We rijden richting Heimdal en praten over koetjes en kalfjes, over de dingen die gebeuren in ons dorp.
In de klas van Margo is het een hele drukte. Margo zit al klaar. We pakken haar logeerspullen mee en vervolgen onze route richting het revalidatiecentrum. Daar zijn we ruim voor onze afspraak. Toevallig staat de ergotherapeute in de hal te wachten. Niet op ons, ze heeft eerst nog een andere afspraak. We overbruggen het half uur met koffie in het restaurant. Margo vindt het prima. Ze smult van de speculaas en vindt het wel gezellig. In de pasruimte is de orthesemaker al aanwezig, net als de leverancier van de rolstoel. Ze bekijken de zithouding van Margo, voelen hier en daar en hebben al gauw in de gaten waar en hoe er geschaafd moet worden. Als de ergotherapeute er is, spreken ze hun visie over Margo’s zithouding door. Ook ik word erin betrokken. Ik kan hun uitleg volgen.

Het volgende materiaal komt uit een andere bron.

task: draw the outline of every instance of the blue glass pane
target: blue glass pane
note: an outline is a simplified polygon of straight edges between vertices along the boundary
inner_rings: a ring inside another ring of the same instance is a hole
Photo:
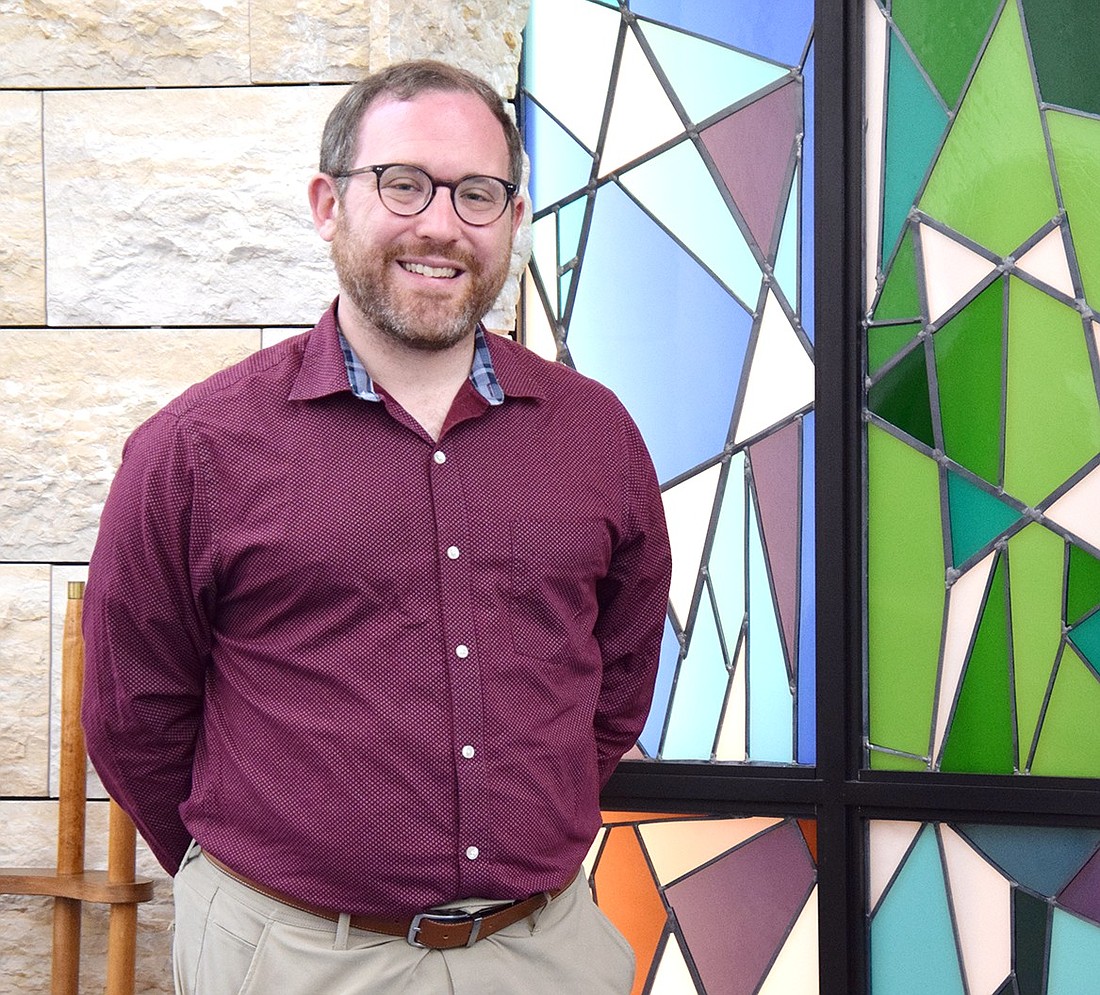
[[[801,60],[814,19],[814,0],[633,0],[630,9],[788,66]]]
[[[787,68],[659,24],[642,34],[692,121],[699,122],[782,79]]]
[[[748,516],[749,759],[791,763],[791,687],[755,503],[750,499]]]
[[[814,88],[814,46],[811,45],[802,67],[802,267],[797,305],[802,327],[811,342],[814,340]]]
[[[787,196],[787,206],[783,212],[783,231],[779,236],[779,245],[772,267],[775,282],[787,298],[792,308],[798,307],[798,171],[795,170],[791,181],[791,191]]]
[[[710,598],[703,592],[691,644],[676,675],[664,760],[709,760],[729,687],[729,670]]]
[[[538,212],[588,183],[592,156],[530,98],[524,101],[524,114],[531,208]]]
[[[817,586],[814,554],[814,413],[802,419],[802,576],[798,630],[798,762],[817,761]]]
[[[638,743],[647,757],[657,756],[661,746],[661,733],[665,728],[668,715],[668,703],[672,697],[672,680],[676,676],[676,664],[680,660],[680,640],[672,623],[665,619],[665,633],[661,639],[661,663],[657,670],[657,686],[653,691],[653,704],[649,708],[649,717],[645,728],[638,737]]]
[[[596,195],[567,344],[614,390],[667,481],[720,453],[749,316],[618,187]]]
[[[745,617],[745,453],[734,454],[722,492],[722,509],[714,530],[707,572],[722,631],[728,643],[735,639]],[[732,653],[733,647],[729,646]]]
[[[558,265],[568,266],[579,251],[584,211],[588,200],[581,197],[566,204],[558,212]],[[562,298],[564,300],[564,298]]]
[[[1062,890],[1100,844],[1098,829],[959,826],[1005,874],[1047,898]]]

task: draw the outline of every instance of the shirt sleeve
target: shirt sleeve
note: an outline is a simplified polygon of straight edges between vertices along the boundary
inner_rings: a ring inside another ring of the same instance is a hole
[[[190,842],[179,809],[191,792],[211,631],[210,528],[194,449],[166,412],[131,436],[84,599],[88,755],[170,874]]]
[[[626,527],[600,583],[595,628],[603,655],[595,716],[601,786],[649,714],[672,572],[657,475],[637,427],[625,413],[624,418]]]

Pieter neemt Margo op schoot. De beide mannen nemen de rolstoel mee naar de werkplaats. De WMO-consulente gaat met hen mee kijken hoe de aanpassing in z’n werk gaat. Wij blijven in de pasruimte. Margo kijkt een filmpje op de draagbare dvd-speler. De ergotherapeute en ik praten even bij. Ik ben ook wel nieuwsgierig hoe de zitorthese bewerkt wordt en ga een kijkje nemen. Ze zijn bijna klaar. 


Er is geschaafd, gefreesd en geplakt. Aan de rechterkant in de rugleuning is er heel wat af, aan de linkerkant is er een hoop materiaal opgeplakt. Het is allemaal net binnen de marge zodat de bekleding er nog omheen past. Als Margo terug in haar stoel zit, lijkt ze comfortabeler te zitten. Bij Margo kan er een grote glimlach vanaf. Er wordt hier en daar nog eens gevoeld. Iedereen is tevreden.
De ergotherapeute stelt voor dat wij in de toekomst rechtstreeks met de firma van de zitorthese contact opnemen als wij denken dat er weer geschaafd moet worden. De orthesemaker kan dan bij Margo op school of bij ons thuis samen met ons kijken wat en hoe nodig om is ter verbetering van het zitcomfort. De aanpassing kan dan ook meteen gedaan worden. Het is de WMO-consulente na vanmiddag helemaal duidelijk waarom er regelmatig aanpassingen aan de zitorthese van Margo gedaan moeten worden. Dus ook de leverancier en de WMO-consulente gaan akkoord met het voorstel van de gemakkelijkste en kortste weg. Dat scheelt een stuk.